As I said, this machine doesn't seem busy enough for that to be a
tenable excuse; there's nobody but me logged in, and the buildfarm
critter isn't running.
> I wonder if the machine is configured with overcommit_memory=2,
> i.e. don't overcommit. cat /proc/sys/vm/overcommit_memory would tell.
$ cat /proc/sys/vm/overcommit_memory
0
> What does grep -E '^(Mem|Commit)' /proc/meminfo show while it's
> happening?
idle:
$ grep -E '^(Mem|Commit)' /proc/meminfo
MemTotal: 2074816 kB
MemFree: 36864 kB
MemAvailable: 1779584 kB
CommitLimit: 1037376 kB
Committed_AS: 412480 kB
a few captures while regression tests are running:
$ grep -E '^(Mem|Commit)' /proc/meminfo
MemTotal: 2074816 kB
MemFree: 8512 kB
MemAvailable: 1819264 kB
CommitLimit: 1037376 kB
Committed_AS: 371904 kB
$ grep -E '^(Mem|Commit)' /proc/meminfo
MemTotal: 2074816 kB
MemFree: 32640 kB
MemAvailable: 1753792 kB
CommitLimit: 1037376 kB
Committed_AS: 585984 kB
$ grep -E '^(Mem|Commit)' /proc/meminfo
MemTotal: 2074816 kB
MemFree: 56640 kB
MemAvailable: 1695744 kB
CommitLimit: 1037376 kB
Committed_AS: 568768 kB
> What does the signal information say?

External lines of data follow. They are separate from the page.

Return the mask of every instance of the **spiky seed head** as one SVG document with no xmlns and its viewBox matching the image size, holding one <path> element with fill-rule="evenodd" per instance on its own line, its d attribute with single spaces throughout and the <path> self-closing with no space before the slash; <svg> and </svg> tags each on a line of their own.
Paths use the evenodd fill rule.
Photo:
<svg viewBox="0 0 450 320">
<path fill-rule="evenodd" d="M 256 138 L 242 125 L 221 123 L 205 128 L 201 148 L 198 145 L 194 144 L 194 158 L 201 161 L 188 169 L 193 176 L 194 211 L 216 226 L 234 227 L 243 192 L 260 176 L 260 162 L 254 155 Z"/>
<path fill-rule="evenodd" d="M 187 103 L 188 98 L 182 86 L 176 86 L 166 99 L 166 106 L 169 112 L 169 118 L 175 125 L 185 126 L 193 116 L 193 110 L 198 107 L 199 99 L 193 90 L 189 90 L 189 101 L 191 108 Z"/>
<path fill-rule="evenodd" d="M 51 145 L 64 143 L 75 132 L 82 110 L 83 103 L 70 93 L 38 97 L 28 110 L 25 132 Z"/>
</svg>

You can see it with
> p $_siginfo
> after receiving the signal. A SIGSEGV here, I assume.
(gdb) p $_siginfo
$1 = {si_signo = 11, si_errno = 0, si_code = 128, _sifields = {_pad = {0 <repeats 28 times>}, _kill = {si_pid = 0, si_uid = 0},
_timer = {si_tid = 0, si_overrun = 0, si_sigval = {sival_int = 0, sival_ptr = 0x0}}, _rt = {si_pid = 0, si_uid = 0, si_sigval = {
sival_int = 0, sival_ptr = 0x0}}, _sigchld = {si_pid = 0, si_uid = 0, si_status = 0, si_utime = 0, si_stime = 0}, _sigfault = {
si_addr = 0x0}, _sigpoll = {si_band = 0, si_fd = 0}}}
> Yea, that seems like it might be good. But we have to be careful too, as
> there's some thing were do want to be interruptable from within a signal
> handler. We start some processes from within one after all...
The proposed patch has zero effect on what the signal mask will be inside
a signal handler, only on the transient state during handler entry/exit.